El Bobi (†) era el perro de mi abuelita. Un cocker blanco y negro, grande para su raza, al que teníamos terror mi hermana menor y yo cuando éramos niños. Nos perseguía y ladraba cada que alguien osaba abrir la puerta trasera, que daba al patio donde vivió encerrado quince años. Solo lo toqué un par de veces: la primera, cuando estaba en aquel cuarto donde estaba esa puerta, acostado en la cama que había ahí, y de pronto la puerta, sin más, se abrió y el perro entró y, sin más, el animal se abalanzó sobre mí. Recibí al perro, acostado como estaba, y con ambos brazos detuve sus patas delanteras para que ninguna de sus tarascadas pudiera desmadrarme (más) el rostro. Entonces le pateé los huevos y el perro salió chillando por la puerta por la que un momento antes había ingresado. La segunda vez que lo toqué fue tiempo después de aquella primera, cuando decidí, haciendo uso de mis propios huevos, acariciarlo. Uno podía ver al perro a través de una pequeña ventana: estaba ahí, en aquel patio, a veces tomando el sol, a veces dentro de su casita horrenda hecha con resabios de madera, y el perro te veía y se acercaba a la ventana, ahí sí, inofensivo. Entonces uno podía estirar o no la mano y tocarle la punta de la nariz (aunque, ahora que recuerdo, de ese modo, una vez, mi hermana mayor recibió una mordida del Bobi en la nariz…). Aquel día, pues, estiré la mano y lo toqué y fue el triunfo más grande de mi vida: acariciar a un perro que antes quiso asesinarme.
Luego otro perro al que quise mucho, y que se llamaba Güero, callejero, quizá un poco más grande que el Bobi o del mismo tamaño, me mordió el rostro, el labio (donde ya no me creció la barba). Fue uno de los días más tristes de mi vida.

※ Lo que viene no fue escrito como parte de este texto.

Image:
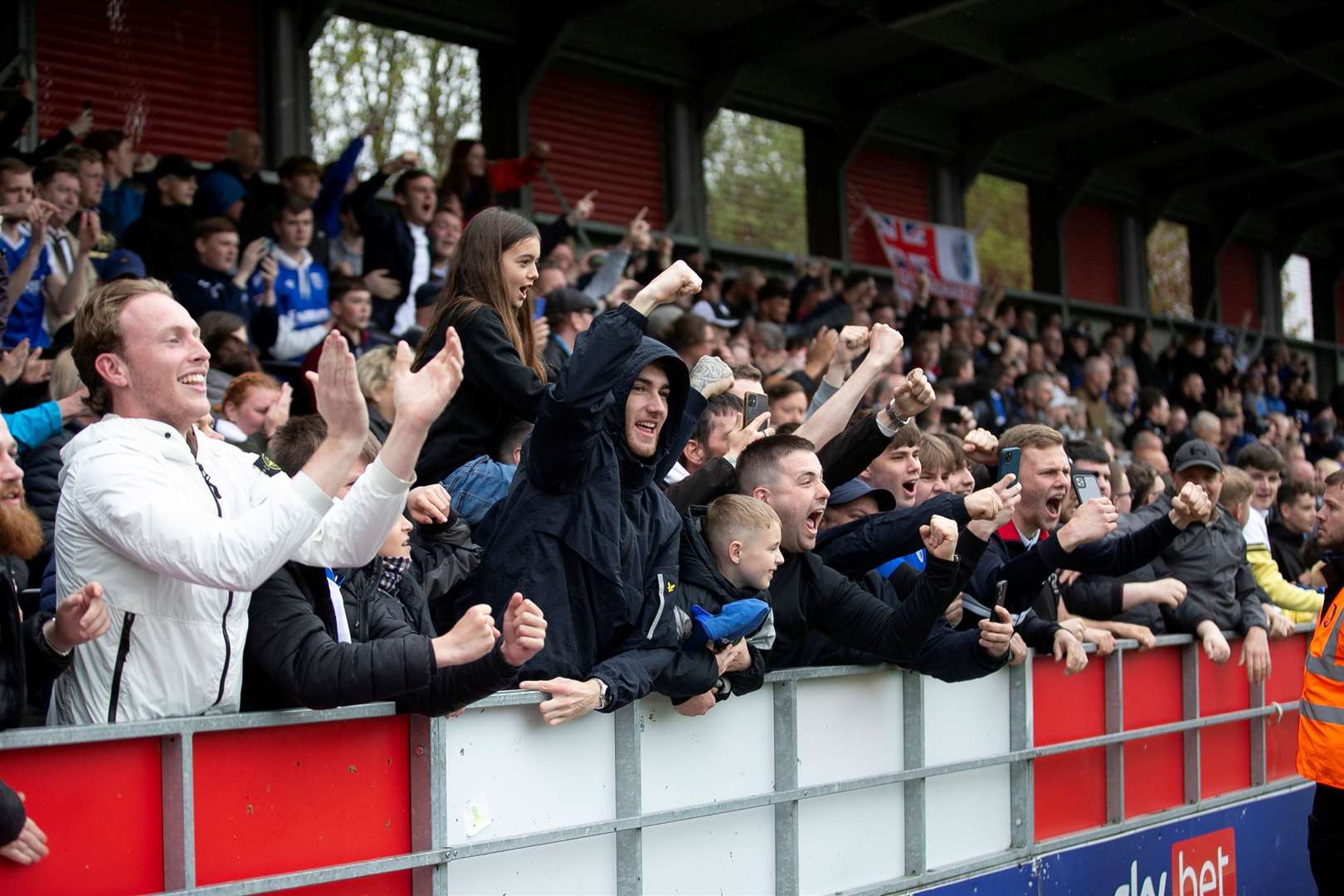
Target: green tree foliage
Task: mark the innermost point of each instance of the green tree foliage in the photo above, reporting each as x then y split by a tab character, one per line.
1168	271
754	183
997	215
422	93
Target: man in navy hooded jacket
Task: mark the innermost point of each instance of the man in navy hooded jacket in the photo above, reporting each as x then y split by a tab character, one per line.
585	529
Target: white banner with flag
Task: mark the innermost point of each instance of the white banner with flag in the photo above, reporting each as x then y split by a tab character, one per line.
947	254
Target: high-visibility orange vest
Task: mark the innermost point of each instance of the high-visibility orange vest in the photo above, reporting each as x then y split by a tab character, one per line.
1320	726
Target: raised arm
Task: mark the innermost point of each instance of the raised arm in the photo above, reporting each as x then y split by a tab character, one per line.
570	414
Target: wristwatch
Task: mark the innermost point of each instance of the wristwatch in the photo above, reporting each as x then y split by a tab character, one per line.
604	694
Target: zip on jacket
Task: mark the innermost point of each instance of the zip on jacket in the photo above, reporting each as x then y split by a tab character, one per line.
229	605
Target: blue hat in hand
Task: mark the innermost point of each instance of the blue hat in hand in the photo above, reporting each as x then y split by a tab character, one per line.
738	620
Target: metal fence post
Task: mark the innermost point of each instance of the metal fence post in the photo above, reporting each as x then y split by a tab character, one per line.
429	801
175	762
629	844
786	778
914	789
1114	724
1190	709
1259	759
1020	772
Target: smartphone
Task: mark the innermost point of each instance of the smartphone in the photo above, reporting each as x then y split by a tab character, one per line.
1086	486
753	406
1010	461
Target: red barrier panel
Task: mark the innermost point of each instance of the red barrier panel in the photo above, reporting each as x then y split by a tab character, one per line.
281	800
1225	751
1283	687
1153	766
1070	787
101	807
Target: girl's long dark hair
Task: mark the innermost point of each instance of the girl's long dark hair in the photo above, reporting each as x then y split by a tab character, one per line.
475	280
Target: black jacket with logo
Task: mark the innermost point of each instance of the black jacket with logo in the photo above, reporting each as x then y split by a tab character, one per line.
585	529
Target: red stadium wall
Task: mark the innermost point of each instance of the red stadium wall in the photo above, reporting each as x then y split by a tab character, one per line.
178	77
562	114
1092	254
1237	284
891	184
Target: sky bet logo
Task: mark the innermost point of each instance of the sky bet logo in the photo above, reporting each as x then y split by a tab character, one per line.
1202	865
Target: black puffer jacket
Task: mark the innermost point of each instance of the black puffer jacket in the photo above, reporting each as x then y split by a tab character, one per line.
585	531
292	657
694	672
27	664
442	557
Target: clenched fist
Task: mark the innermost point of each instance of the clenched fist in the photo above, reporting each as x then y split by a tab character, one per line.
470	638
675	282
914	395
1191	505
940	538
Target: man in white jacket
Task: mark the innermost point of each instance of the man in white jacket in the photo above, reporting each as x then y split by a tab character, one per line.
179	529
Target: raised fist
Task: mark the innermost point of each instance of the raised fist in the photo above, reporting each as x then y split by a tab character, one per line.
711	377
1191	505
675	282
914	395
940	538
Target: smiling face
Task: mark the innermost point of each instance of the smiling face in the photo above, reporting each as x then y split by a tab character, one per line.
177	191
1045	481
930	484
444	232
757	557
417	201
1266	486
518	268
17	188
295	230
353	310
62	191
1300	516
158	373
1329	520
898	472
398	542
251	412
218	251
799	497
647	410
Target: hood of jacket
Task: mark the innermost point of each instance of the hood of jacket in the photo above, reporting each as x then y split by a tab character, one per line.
639	472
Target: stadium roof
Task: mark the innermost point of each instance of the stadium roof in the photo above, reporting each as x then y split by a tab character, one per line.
1227	114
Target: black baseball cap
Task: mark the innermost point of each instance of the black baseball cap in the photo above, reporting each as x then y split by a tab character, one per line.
562	299
1196	453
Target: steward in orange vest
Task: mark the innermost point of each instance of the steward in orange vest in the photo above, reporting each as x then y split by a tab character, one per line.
1320	727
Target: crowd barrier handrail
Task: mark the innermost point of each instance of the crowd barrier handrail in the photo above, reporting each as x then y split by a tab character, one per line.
433	850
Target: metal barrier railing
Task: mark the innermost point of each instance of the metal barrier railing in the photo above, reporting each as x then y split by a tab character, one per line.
433	853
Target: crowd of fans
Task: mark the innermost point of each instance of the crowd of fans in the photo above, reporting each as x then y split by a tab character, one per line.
275	442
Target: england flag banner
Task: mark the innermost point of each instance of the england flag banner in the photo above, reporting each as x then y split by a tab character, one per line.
947	254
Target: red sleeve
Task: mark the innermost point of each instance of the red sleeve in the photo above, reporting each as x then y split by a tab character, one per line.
509	175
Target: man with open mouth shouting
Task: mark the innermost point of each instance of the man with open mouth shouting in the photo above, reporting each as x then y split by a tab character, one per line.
1029	548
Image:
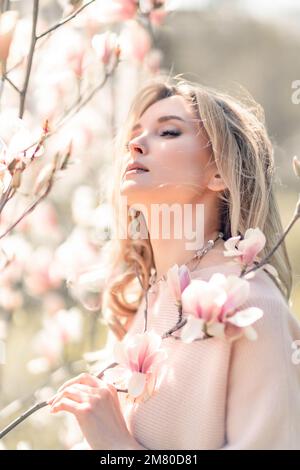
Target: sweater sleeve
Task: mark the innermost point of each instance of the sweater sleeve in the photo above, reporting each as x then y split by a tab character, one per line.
263	389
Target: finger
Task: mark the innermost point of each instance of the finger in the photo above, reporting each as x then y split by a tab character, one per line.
66	404
85	378
71	392
73	389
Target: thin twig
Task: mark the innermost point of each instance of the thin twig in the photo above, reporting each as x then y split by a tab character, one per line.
43	404
5	77
30	208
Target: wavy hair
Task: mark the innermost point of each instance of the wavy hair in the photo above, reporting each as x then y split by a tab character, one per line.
244	156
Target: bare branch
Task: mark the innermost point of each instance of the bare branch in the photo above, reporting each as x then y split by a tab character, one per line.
65	20
35	15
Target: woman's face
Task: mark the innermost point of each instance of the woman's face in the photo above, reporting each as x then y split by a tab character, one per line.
176	152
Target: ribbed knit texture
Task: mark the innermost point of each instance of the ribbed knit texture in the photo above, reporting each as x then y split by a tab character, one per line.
221	395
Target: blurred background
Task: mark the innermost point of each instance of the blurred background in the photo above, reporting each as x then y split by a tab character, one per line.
82	79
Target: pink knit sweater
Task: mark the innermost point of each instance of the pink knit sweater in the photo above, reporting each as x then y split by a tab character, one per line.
221	395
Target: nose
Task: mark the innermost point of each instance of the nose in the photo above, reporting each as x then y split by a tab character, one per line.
135	146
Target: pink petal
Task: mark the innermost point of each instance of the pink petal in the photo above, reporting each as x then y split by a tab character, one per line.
192	330
246	317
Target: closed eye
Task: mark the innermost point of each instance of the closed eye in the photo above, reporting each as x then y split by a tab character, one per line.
174	133
164	133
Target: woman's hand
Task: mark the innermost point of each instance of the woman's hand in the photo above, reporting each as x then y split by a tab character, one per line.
96	406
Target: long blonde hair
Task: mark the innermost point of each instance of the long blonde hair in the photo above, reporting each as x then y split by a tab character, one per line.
244	157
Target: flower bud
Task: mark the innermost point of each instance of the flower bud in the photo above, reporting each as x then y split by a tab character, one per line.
296	166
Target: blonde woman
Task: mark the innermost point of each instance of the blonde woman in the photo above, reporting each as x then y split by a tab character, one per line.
195	147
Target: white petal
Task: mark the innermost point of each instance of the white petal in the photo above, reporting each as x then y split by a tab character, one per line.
246	317
216	329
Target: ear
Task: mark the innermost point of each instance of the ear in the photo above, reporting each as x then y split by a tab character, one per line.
216	183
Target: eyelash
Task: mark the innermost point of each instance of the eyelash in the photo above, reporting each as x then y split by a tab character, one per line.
168	132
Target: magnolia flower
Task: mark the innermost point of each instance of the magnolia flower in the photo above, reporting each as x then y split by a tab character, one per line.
115	10
140	362
247	249
178	278
8	22
213	308
135	42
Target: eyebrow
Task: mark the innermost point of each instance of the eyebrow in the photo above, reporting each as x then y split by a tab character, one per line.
160	119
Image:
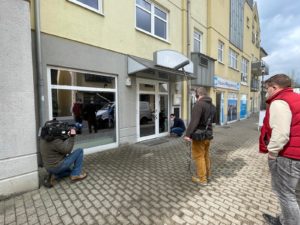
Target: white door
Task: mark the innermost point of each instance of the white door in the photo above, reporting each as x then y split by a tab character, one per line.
152	109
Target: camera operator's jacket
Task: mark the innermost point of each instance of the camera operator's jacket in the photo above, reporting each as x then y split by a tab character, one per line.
54	152
280	133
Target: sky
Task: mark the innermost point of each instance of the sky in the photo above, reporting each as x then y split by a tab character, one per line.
280	35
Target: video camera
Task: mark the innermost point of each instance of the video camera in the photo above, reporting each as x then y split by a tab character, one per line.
54	129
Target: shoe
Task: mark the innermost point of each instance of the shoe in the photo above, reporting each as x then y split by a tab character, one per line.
271	220
78	178
197	180
49	181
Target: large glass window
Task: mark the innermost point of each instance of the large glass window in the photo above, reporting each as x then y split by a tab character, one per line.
95	5
151	18
233	59
87	102
220	51
244	71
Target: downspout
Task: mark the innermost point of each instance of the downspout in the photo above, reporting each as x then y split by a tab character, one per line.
188	52
40	80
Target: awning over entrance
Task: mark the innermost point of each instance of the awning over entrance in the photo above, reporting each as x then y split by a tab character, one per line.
161	69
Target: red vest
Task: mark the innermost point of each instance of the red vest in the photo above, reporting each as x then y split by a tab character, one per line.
292	148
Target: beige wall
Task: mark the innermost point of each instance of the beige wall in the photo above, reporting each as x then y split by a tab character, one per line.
114	29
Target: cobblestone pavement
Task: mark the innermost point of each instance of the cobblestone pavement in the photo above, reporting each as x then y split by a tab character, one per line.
143	185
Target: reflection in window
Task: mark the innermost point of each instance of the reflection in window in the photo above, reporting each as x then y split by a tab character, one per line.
90	110
69	78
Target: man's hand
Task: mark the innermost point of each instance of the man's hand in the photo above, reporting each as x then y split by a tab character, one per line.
186	138
72	132
271	157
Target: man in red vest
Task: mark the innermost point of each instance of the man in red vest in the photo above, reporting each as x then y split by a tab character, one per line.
280	138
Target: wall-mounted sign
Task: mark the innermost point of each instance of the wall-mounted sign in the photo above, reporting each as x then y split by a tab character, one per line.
228	84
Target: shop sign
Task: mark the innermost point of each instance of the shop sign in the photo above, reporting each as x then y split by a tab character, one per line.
243	107
228	84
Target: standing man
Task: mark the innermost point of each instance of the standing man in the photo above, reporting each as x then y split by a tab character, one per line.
202	117
280	138
178	126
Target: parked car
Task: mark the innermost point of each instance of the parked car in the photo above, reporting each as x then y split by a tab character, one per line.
106	115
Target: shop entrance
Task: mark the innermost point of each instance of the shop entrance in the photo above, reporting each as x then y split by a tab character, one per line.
152	109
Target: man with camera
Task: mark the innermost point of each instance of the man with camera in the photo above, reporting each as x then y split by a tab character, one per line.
57	155
201	120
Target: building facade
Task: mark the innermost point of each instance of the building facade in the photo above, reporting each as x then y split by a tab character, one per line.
115	70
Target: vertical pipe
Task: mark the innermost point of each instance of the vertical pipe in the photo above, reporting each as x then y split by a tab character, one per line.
188	50
40	80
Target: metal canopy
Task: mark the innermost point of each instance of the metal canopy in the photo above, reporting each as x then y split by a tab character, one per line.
147	69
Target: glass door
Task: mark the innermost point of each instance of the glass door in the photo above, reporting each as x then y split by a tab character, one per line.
153	104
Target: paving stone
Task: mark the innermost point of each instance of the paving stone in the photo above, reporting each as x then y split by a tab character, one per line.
145	185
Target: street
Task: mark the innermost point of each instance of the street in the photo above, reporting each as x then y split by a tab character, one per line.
149	183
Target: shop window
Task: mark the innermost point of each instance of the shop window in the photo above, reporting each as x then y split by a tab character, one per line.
87	102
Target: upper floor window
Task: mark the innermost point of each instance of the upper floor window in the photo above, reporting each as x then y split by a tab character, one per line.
244	71
151	18
95	5
197	41
233	59
220	51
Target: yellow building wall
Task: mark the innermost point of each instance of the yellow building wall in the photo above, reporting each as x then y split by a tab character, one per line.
198	21
218	30
114	29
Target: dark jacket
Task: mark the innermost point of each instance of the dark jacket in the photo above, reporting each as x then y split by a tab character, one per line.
178	123
200	114
54	152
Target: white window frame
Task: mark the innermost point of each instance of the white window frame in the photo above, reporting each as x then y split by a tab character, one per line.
221	51
198	40
233	59
100	4
244	70
153	16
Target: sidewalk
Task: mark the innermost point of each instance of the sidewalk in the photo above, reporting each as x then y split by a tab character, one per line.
143	184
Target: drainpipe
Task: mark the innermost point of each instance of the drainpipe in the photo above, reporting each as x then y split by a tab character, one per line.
40	79
188	82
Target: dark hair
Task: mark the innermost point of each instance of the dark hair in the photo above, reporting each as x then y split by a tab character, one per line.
200	91
282	80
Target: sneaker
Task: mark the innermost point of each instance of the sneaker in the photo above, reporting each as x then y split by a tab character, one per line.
49	181
271	220
78	178
197	180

Así que los perros y yo hemos tenido una relación absoluta. De miedo, de terror, de amor, de odio, de compasión, de entendimiento, de ternura… no concibo ya mi vida sin ellos. Hasta que inicié mi adultez pude tener (como tal ser dueño de) uno. A Lady (†), a quien mis hermanas y yo adoptamos siendo un poco más grandes que cuando el Bobi, pero todavía jóvenes e irresponsables, la rescaté del abandono para luego unirla a Tito, con quien tuvo una hija, Roma. Los tres eran perros pequeños (en esa época surgió ese término de perrajo, el cual recupero acá, y que aplica a todo cuadrúpedo ladrador). Después llegó Goliath, el perro que sin duda voy a querer más en mi vida, el más grande con el que he convivido hasta la fecha, y ahora, muy recientemente, Deivid, que es blanco y negro y que espero crezca igual que Goliath.
Por eso es que he armado esta galería, que como otras que ido conformando en mi breve aprendizaje fotográfico, continuará hasta que el dios de los perros me lo permita.